On 17 June, Mora and Molina surrendered to revolutionary forces in Coatepeque. Figueroa, believing that the revolution's success was inevitable, resigned from the presidency on 18 June and fled El Salvador, fearing for his life. The presidency passed to Senator José Rosales who was the third presidential designate (fourth in the presidential line of succession). Rosales and Menéndez signed a peace treaty in San Andrés on 19 June. Menéndez made a triumphal entry into San Salvador on 22 June at the command of the "Liberation Army" ("Ejército Liberator"). The city's residents celebrated his entry. There, Rosales officially ceded the presidency to Menéndez.

== Aftermath ==

"We do not hesitate to assure you that 22 June will live forever in the memory of the Salvadoran people:
it is the first day of a new era." (Note: In Spanish: "No vacilamos en asegurar que el 22 de junio vivirá siempre en la memoria del pueblo salvadoreño: es el día inicial de una nueva era.")
— Liberation Army's Bulletin No. 15, 24 June 1885

On 26 June, Menéndez issued a published to the Salvadoran people in the Diario Oficial newspaper. In it, he reiterated his criticism of Zaldívar's government and praised the actions of his allies and the Liberation Army during the revolution. Menéndez pledged to hold call the Constituent Assembly to draft a new constitution that was compatible with "progressive and liberal politics" ("política progresista y liberal"); restructure El Salvador's finances as it was bankrupt; establish educational institutions for the public; abolish torture; guarantee freedom of the press and freedom of speech; and establish an independent judiciary; among other idealist liberal goals.

Menéndez rejected the 1885 constitution as it was drafted by his opponents. He dissolved the Constituent Assembly and installed a new one filled with his supporters the following year. They drafted the 1886 constitution, that among other things, banned immediate re-election of the president and established a unicameral legislature. This constitution lasted 53 years until 1939 when it was replaced by a new constitution that allowed Brigadier General Maximiliano Hernández Martínez to seek presidential re-election. The 1886 constitution remains El Salvador's longest-lasting constitution. Menéndez's idealist liberal government gave Nahuizalco's indigenous population control of the municipality's ayuntamiento (council) as a reward for supporting the revolution.
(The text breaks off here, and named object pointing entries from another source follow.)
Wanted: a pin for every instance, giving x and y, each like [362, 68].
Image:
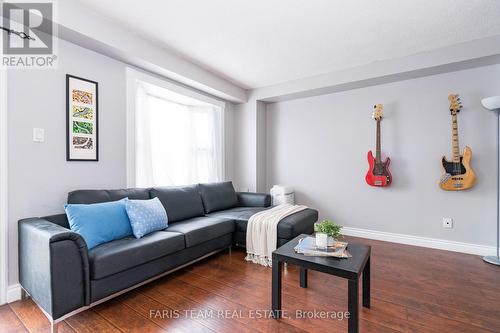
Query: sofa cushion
[99, 223]
[96, 196]
[146, 216]
[218, 196]
[239, 214]
[291, 226]
[119, 255]
[201, 229]
[180, 202]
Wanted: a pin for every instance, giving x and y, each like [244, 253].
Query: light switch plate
[38, 135]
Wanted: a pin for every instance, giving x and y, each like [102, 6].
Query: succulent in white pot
[327, 233]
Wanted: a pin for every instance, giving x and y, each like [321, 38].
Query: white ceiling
[259, 43]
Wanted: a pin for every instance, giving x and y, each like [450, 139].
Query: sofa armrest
[247, 199]
[53, 266]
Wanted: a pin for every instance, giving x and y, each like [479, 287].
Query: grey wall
[319, 145]
[39, 176]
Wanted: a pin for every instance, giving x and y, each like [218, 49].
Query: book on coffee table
[307, 246]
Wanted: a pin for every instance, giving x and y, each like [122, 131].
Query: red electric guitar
[378, 172]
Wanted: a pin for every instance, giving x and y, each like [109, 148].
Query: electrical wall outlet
[447, 223]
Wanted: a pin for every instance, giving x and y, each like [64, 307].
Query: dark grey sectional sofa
[63, 277]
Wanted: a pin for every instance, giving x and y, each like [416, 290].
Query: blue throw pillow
[99, 223]
[146, 216]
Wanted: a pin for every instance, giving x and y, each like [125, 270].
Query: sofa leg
[24, 294]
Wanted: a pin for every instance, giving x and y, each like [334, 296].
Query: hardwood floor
[413, 290]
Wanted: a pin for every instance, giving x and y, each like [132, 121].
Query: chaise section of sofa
[64, 277]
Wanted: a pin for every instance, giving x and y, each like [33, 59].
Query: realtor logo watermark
[29, 35]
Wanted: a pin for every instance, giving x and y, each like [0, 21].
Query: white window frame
[134, 77]
[3, 189]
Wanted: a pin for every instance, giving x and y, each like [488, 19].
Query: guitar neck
[454, 139]
[378, 156]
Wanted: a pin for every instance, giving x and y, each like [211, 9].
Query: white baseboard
[434, 243]
[13, 293]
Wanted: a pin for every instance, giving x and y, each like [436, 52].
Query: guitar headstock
[455, 104]
[377, 113]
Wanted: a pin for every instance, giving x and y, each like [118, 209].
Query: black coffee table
[350, 269]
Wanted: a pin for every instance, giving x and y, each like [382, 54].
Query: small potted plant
[327, 233]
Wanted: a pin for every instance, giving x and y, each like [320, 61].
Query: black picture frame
[70, 150]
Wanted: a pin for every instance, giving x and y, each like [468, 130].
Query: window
[178, 138]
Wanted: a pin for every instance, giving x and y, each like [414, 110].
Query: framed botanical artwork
[81, 119]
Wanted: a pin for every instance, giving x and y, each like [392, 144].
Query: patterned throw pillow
[146, 216]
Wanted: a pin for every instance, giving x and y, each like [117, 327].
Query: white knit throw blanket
[262, 232]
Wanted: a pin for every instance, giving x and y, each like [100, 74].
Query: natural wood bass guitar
[378, 171]
[458, 174]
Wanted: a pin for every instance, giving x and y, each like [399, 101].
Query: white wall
[39, 175]
[319, 144]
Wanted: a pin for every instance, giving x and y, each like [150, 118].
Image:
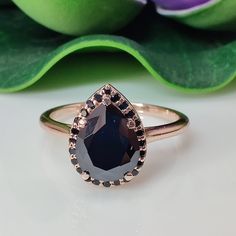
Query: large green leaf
[178, 56]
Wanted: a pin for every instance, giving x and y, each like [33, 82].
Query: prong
[128, 176]
[85, 175]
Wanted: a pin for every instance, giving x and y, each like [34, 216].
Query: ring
[107, 139]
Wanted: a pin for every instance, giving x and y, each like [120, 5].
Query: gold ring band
[178, 121]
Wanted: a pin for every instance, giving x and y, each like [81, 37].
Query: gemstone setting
[107, 149]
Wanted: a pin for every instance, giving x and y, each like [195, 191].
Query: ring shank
[178, 121]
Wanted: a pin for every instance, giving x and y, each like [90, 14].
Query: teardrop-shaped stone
[106, 147]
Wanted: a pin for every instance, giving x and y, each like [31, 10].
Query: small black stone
[140, 164]
[98, 97]
[79, 170]
[142, 153]
[84, 112]
[124, 105]
[90, 104]
[115, 98]
[107, 91]
[137, 123]
[142, 142]
[74, 131]
[76, 120]
[74, 161]
[72, 151]
[130, 114]
[140, 133]
[106, 184]
[72, 140]
[96, 182]
[135, 172]
[117, 182]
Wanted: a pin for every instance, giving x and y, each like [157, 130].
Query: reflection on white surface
[186, 187]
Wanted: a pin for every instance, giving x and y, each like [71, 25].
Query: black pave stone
[140, 133]
[115, 98]
[74, 131]
[90, 104]
[106, 184]
[96, 182]
[142, 153]
[107, 91]
[98, 97]
[142, 142]
[72, 140]
[74, 161]
[106, 147]
[130, 114]
[72, 151]
[79, 170]
[124, 105]
[137, 123]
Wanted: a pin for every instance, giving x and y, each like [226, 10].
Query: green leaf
[180, 57]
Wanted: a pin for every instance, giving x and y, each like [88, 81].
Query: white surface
[187, 186]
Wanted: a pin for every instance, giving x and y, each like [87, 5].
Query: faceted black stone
[107, 91]
[115, 98]
[74, 131]
[90, 104]
[140, 133]
[142, 153]
[106, 184]
[117, 182]
[74, 161]
[96, 182]
[135, 172]
[98, 97]
[130, 114]
[124, 105]
[72, 140]
[142, 142]
[137, 123]
[72, 151]
[79, 170]
[106, 147]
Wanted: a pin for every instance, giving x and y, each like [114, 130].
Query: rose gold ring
[107, 139]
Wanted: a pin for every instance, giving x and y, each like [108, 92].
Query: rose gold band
[178, 121]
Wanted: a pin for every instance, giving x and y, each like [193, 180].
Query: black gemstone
[98, 97]
[72, 151]
[117, 182]
[106, 184]
[72, 140]
[142, 153]
[124, 105]
[135, 172]
[79, 170]
[137, 123]
[90, 104]
[115, 98]
[96, 182]
[106, 147]
[107, 91]
[140, 133]
[74, 161]
[74, 131]
[130, 114]
[142, 142]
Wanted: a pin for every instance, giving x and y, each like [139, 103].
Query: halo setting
[107, 142]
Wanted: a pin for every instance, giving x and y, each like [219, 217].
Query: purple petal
[179, 4]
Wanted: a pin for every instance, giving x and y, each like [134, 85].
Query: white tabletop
[186, 187]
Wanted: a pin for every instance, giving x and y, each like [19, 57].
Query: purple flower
[179, 4]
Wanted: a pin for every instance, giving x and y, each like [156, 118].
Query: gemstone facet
[108, 148]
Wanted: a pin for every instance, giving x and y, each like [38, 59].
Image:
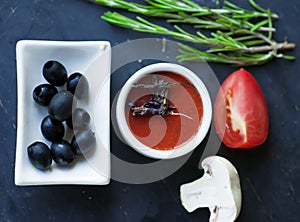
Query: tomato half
[240, 111]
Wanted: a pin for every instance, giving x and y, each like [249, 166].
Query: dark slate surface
[270, 174]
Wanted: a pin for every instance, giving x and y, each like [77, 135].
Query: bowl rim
[182, 149]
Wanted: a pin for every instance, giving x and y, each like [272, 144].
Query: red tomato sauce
[165, 132]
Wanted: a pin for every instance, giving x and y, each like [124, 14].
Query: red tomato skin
[241, 94]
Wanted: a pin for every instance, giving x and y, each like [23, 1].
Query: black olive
[42, 94]
[55, 73]
[83, 141]
[60, 107]
[62, 152]
[52, 129]
[39, 155]
[79, 120]
[78, 85]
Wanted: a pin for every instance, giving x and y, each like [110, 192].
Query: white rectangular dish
[93, 59]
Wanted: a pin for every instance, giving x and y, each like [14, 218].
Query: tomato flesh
[240, 112]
Menéndez also rewarded Rosales by appointing him as a commander-in-chief of the army in June 1885 and as state councilor in December 1885. Menéndez won the 1887 presidential election unopposed in a popular vote.

Although Menéndez appointed Rivas as governor of the Cuscatlán Department, Rivas attempted two coups against Menéndez for perceived personal snubs against him in 1888 and 1890; both were suppressed. Disillusioned idealist liberals also attempted a coup in 1889, believing that Menéndez had betrayed their causes. Menéndez ruled El Salvador until he was overthrown and killed in a coup led by General Carlos Ezeta (a pragmatic reformist) on 22 June 1890, five years to the day after he became president. In 1894, Ezeta was overthrown by Gutiérrez and he served as president until his own overthrow in 1898 by General Tomás Regalado, a pragmatic liberal. After this coup, the pragmatic liberals controlled El Salvador until 1927. Figueroa returned to El Salvador during Ezeta's presidency and eventually regained the presidency, ruling from 1907 to 1911 after winning a presidential election. Zaldívar was granted amnesty by the Legislative Assembly in 1896. He served as a diplomat in Europe and died in Paris, France in 1903.